Aída: cuando la realidad no supera a la propuesta

| Por Pablo Macalupú-Cumpén |

En esta página se ha destacado siempre los esfuerzos que se hacen por llevar la cultura y sobre todo mantener viva la actividad operística en el país. Romanza, hasta el momento, es la única asociación que ha asumido el reto (tremendo) de celebrar el bicentenario de dos grandes compositores como son Giuseppe Verdi y Richard Wagner. De hecho, los esfuerzos son destacables y plausibles tratándose de dos genios cuya representación de su música no es para nada sencilla.

El primer programa de este homenaje fue Aída; no obstante, a pesar de las buenas intenciones, no ha sido lo mejor que se haya visto de esta productora a lo largo de sus temporadas.

Esta ópera verdiana llamó la atención desde su creación. Ya en el estreno de El Cairo, en 1871, la función había congregado periodistas nacionales, extranjeros, artistas y personalidades importantes de Egipto. Verdi, en cambio, estaba preparando también el estreno en Milán. Muy minucioso porque quería garantizar un éxito. De esta forma, accedió a las exigencias económicas de la soprano checa Teresa Stolz. Según cuenta el historiador Pierre Milza, Verdi hizo todo lo posible por conseguir a los mejores para su estreno italiano de Aída. Él quería consolidar el arte italiano en Milán, ya que semanas antes (noviembre de 1871) se estrenaba Lohengrin, de Wagner y se corría al riesgo de que el arte germano ‘invada’ la península italiana.
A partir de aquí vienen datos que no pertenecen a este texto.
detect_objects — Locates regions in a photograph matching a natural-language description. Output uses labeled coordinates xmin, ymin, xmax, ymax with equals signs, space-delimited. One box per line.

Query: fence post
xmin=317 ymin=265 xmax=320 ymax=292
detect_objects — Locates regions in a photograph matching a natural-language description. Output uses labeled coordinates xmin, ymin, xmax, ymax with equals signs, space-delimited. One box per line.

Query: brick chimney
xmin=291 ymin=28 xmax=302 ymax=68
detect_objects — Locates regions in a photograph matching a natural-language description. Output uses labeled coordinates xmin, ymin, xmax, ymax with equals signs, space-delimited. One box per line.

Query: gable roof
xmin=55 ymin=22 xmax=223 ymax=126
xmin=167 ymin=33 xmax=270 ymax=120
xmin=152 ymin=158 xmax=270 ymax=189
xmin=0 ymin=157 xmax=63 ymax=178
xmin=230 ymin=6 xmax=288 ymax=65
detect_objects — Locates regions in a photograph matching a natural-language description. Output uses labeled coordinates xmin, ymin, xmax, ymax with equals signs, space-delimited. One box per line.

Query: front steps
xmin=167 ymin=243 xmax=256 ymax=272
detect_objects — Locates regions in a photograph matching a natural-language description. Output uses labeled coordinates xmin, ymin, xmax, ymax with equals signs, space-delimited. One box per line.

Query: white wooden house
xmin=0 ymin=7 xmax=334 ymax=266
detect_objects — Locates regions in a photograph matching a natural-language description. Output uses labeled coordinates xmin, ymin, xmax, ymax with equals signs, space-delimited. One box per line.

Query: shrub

Al terminar la función, escribe Milza, Verdi fue llamado 33 veces a escena y le regalaron una batuta de marfil con punta de diamante en homenaje y reconocimiento a su obra. Aída fue un éxito arrollador y la Scala alcanzó altísimos niveles de recaudación con la venta de boletos. En ese año se presentó también en Parma, Nápoles y demás ciudades italianas y en los siguientes 5 años se estrenó en Argentina, Estados Unidos, Austria, España, Reino Unido, Francia, entre otros países. Actualmente es una ópera que cuenta con muchas versiones, grabaciones (algunas mejores que otras) y es constantemente programada en todos los teatros del mundo.

Aquí no se veía Aída desde el año 2002 (no 2001 como se ha escrito en varias notas). Es decir, han pasado 11 años desde la presentación de esta ópera en una súper producción en la Huaca Pucllana, que se grabó en la memoria de muchos peruanos.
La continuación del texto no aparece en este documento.